Ingredients

brownie mix ( I used a Dr. Oetker Organics 13.1 ounce box )
3/4 cup canned pumpkin puree ( pure pumpkin , not pie mix )
1 egg
4 ounces fat-free tub cream cheese
1/4 cup pumpkin puree
1/4 cup sugar
1/4 teaspoon pumpkin pie spice
These Low Fat Pumpkin Cream Cheese Brownies are the perfect guilt-free treat for anyone who loves chocolate. The use of pumpkin puree instead of oil and eggs makes them lower in fat and calories, while still retaining their delicious fudgy texture. They are also easy to make and perfect for autumn baking, with a hint of pumpkin pie spice to complement the rich chocolate flavor.

Instructions

1.Preheat the oven to 350°F and grease an 8-inch square baking dish.
2.In a large bowl, combine the brownie mix, 3/4 cup pumpkin puree, and egg until well mixed.
3.Spread the brownie batter evenly into the prepared baking dish.
4.In a separate bowl, beat together the cream cheese, 1/4 cup pumpkin puree, sugar, and pumpkin pie spice until smooth.
5.Pour the cream cheese mixture over the brownie batter, and swirl together with a knife to create a marbled effect.
6.Bake for 30-35 minutes, or until a toothpick inserted into the center comes out clean. Cool completely before cutting into squares.

PROS

These brownies are lower in fat and calories than traditional brownies, thanks to the use of pumpkin puree as a substitute for oil and eggs.
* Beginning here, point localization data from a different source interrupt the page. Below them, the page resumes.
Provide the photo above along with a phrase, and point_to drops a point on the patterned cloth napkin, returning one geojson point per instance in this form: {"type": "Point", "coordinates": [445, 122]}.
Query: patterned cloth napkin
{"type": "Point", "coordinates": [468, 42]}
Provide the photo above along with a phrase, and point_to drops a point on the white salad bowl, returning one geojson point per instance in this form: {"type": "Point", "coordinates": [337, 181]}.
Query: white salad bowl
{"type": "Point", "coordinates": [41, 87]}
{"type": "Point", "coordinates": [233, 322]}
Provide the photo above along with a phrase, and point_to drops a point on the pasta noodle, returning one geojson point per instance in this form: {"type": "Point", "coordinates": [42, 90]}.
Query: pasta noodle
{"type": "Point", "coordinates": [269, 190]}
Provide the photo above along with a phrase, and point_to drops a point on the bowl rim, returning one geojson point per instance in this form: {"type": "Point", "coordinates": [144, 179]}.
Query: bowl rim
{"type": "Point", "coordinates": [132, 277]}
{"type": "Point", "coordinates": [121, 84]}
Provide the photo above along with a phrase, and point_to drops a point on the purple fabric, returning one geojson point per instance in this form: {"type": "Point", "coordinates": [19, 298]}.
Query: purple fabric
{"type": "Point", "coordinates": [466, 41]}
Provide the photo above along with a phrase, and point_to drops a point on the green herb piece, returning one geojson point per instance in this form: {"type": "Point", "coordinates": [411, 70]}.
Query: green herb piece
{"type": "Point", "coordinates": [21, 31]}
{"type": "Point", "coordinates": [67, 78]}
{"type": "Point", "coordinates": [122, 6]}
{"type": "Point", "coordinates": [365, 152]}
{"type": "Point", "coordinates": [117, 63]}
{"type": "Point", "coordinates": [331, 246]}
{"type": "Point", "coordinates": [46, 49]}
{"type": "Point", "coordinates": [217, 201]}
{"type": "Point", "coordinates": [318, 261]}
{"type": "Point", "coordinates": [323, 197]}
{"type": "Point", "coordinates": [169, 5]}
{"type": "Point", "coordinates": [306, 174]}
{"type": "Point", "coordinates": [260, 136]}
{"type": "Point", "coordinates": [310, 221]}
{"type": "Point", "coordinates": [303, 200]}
They are also deliciously moist and chocolatey, with a tangy cream cheese swirl for added flavor.

CONS

These brownies are still high in sugar and should be consumed in moderation as part of a balanced diet.

They may also be less fudgy and dense than traditional brownies due to the lack of oil, although the addition of pumpkin puree gives them a unique texture.

HEALTH & BENEFITS

Pumpkin is high in fiber, vitamins A and C, and other important nutrients.
It may also help with weight loss and blood sugar control.
Dark chocolate is rich in antioxidants and may have heart-protective benefits when consumed in moderation.